Find colleagues of Adams:

MATCH (adams:Person{name:'ADAMS'}) - [:WORKS_IN]-> (d) <- [:WORKS_IN] - (p) return p

And his colleagues who earn more:

MATCH (adams:Person{name:'ADAMS'}) - [aj:WORKS_IN]-> (d) <- [pj:WORKS_IN] - (p:Person) where aj.sal < pj.sal  return d,, pj.sal

Let's give Adams a second job:

MATCH (adams:Person{name:'ADAMS'}), (sales:Organization{name:'SALES'})
CREATE (adams)-[:WORKS_IN{job:'ASSISTANT', hiredate:20181312, sal:2100}]-> (sales) 

and check again who his colleagues are:

MATCH (adams:Person{name:'ADAMS'}) - [:WORKS_IN]-> (d) <- [:WORKS_IN] - (p) return p

Now add the department through which they are colleagues:

MATCH (adams:Person{name:'ADAMS'}) - [:WORKS_IN]-> (d) <- [:WORKS_IN] - (p) return p,d 

And now find colleagues who have the same boss:

MATCH (adams:Person{name:'ADAMS'}) - [:WORKS_FOR]-> (boss) <- [:WORKS_FOR] - (p) return p, boss

In addition to looking at the immediate boss, we could traverse through [part of] the hierarchy, by adding a classifier on the relationship WORKS_FOR:

MATCH (adams:Person{name:'ADAMS'}) - [:WORKS_FOR *1..]-> (boss) <- [:WORKS_FOR ] - (p) return p, boss

Here we specificy that we traverse from Adams to his boss, their boss, their boss's boss and so on. And for each of these bosses in the hierarchy we find all employees working for that boss. This is a search approach that is not simple at all to mimick in relational SQL!

We can limit the number of levels for example to 2 like this:

MATCH (adams:Person{name:'ADAMS'}) - [:WORKS_FOR *1..2]-> (boss) <- [:WORKS_FOR ] - (p) return p, boss

Note: we can also traverse the hierarchy from the other side - for example find all employees who work for a boss or for a subordinate of that boss or a subordinate of the subordinate etc.:

MATCH (adams:Person{name:'ADAMS'}) - [:WORKS_FOR ]-> (boss) <- [:WORKS_FOR *1..] - (p) return p, boss

Try with Scott instead of Adams.

Accessing Neo4J from Node JS

Neo4J has a REST API that can be leveraged from any technology that can speak HTTP. Additionally, there are client libraries for many different technoloystacks, We will now take a look at using Neo4J from Node JS.

To run a clean Node environment, execute the following command: docker run -it --rm -p 8080:8080 -v "$PWD":/usr/src/app node:10 bash

This runs a container with the Node 10 run time environment, with a mapping of the current working directory into the directory /usr/src/app inside the container and with port 8080 in the container exposed at port 8080 on the Docker host.
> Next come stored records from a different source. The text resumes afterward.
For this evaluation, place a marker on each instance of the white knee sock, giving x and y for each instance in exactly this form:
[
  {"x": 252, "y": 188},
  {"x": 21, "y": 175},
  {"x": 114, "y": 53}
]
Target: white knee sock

This allows us to run a Node application that can handle HTTP requests at port 8080.

Note: if you are working in a vagrant ssh shell, you may want to copy the directory neo4j-graphdatabase into the directory that contains the Vagrantfile. This makes the directory available inside the Linux environment under /vagrant. If you run the Docker Node container from this /vagrant directory, then you will have the Node application sources available inside the container - in the mounted /usr/src/app directory. Inside the container, copy this mounted, read-only directory to a read-write container owned directory: cp -r /usr/src/app /app and work in the /app directory. You now need to run npm install in this /app directory in order to install dependencies.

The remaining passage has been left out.